#401k I will be getting in touch with an accountant too as well but want to get any additional feedback from you all. Current 401k total is 172K -- age 34 In 2016 I changed jobs and joined Uber and did a rollver of 50K from my old employer but this is where I "specifically" asked fidelity to put my money into a type of 401k where I can invest in stocks so the title of the account where the 50K went was called as rolled-over IRA and not your regular 401k. Be advised the money flew directly from Old employer 401k to fidelity and I never touched or cashed and it happened within 4 weeks of me leaving my old employer. -- In 2017 I also started contributing to regular 401K which has a limit of 18-19K and continued contributing towards it. As of 1/1/2020 that 401K has 64K off which 14K is stock profit (I moved it to fidelity brokerage link which allows stock investments) The original 50K account shot up by 58K as I made profits through stock investments (FB, amzn, nvda, appl etc) and now stands at 108K Questions- 1. Was I supposed to pay a tax here on this rollover? even though it happened directly from old emp to fidelity and I never cashed it. 2. If tomorrow I want to withdraw money of 108K account, do I pay tax on capital gains of 58K? 3. Did I screw up anywhere?
You were not supposed to pay any tax for rollover. IRA rollover is pretty common. Like any pre-tax retirement account, you are supposed to pay tax on withdrawals based on your tax bracket at the time of withdrawal. If you withdraw money before the retirement age, you incur penalty. You did not screw up anything, your case is pretty usual. Good job on saving money for retirement.

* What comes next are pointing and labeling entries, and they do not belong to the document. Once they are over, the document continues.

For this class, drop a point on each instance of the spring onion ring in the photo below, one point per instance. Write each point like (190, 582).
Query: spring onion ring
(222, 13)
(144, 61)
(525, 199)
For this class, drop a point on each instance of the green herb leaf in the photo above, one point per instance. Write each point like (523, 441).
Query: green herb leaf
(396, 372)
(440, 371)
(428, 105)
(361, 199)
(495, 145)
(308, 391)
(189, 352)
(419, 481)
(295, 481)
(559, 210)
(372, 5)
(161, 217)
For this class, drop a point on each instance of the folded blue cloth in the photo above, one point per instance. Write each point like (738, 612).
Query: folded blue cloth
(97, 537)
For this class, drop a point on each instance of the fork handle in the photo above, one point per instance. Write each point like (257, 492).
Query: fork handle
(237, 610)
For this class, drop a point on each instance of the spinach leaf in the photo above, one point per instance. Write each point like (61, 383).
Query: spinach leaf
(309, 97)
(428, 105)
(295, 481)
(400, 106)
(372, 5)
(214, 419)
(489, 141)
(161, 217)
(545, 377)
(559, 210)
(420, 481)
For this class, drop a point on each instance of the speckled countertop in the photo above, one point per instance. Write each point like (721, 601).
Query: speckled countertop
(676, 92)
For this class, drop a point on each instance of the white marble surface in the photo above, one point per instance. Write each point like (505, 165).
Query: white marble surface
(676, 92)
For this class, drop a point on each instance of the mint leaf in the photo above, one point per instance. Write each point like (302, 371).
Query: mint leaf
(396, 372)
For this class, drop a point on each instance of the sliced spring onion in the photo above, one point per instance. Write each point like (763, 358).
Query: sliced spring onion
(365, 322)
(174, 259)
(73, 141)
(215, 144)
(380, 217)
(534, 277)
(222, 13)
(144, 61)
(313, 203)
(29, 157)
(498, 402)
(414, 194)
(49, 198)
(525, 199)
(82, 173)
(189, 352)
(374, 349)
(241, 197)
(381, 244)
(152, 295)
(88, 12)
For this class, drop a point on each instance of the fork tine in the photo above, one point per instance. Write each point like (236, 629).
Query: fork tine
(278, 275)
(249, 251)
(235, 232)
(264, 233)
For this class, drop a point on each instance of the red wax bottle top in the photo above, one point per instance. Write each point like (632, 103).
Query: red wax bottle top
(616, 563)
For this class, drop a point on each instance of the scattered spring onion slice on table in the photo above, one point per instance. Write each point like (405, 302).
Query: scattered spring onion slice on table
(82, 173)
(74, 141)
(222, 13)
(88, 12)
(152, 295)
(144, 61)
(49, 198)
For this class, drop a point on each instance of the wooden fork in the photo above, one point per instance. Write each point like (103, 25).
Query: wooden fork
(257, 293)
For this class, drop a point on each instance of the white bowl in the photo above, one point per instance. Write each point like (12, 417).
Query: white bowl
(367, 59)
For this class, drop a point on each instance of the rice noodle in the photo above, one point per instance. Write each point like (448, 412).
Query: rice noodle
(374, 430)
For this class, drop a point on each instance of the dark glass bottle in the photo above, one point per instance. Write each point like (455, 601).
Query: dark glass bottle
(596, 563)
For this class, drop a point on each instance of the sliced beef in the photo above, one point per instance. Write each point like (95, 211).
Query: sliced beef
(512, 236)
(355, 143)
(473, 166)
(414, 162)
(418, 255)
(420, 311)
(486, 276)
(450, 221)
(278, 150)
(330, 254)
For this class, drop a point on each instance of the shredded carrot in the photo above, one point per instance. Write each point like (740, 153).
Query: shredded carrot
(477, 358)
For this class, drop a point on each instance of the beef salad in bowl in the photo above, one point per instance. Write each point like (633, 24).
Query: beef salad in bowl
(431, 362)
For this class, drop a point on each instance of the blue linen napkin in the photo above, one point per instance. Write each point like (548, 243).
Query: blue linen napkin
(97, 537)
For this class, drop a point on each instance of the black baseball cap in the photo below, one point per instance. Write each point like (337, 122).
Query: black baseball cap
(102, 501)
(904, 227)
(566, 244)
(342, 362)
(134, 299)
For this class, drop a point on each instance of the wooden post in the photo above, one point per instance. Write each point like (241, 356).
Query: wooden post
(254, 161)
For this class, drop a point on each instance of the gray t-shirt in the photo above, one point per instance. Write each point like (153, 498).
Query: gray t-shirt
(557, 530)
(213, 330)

Thank you very much this is good to know!!
You have a good start but are going to need a lot more to retire. Find a financial advisor to work with, set up a budget and live below your means and save as much as you can now. Max out your 401k and employer match if you have one, and if you save more than the irs limit consider a Roth plan. The first million is the hardest!
Uber doesnt match. I max every year by putting the required 19k or so. I am on h1b so started 6 years ago contributing in 401k
Only blunder is if you are going for backdoor Roth conversations, having money in traditional IRA creates problems
Sorry can you explain what do you mean?
1. If traditional, no 2. Yes with penalty 3. Don’t know
thanks-- I am more concerned with no1 so lets see what accountant says.
You don’t really need an accountant for this. You are totally fine.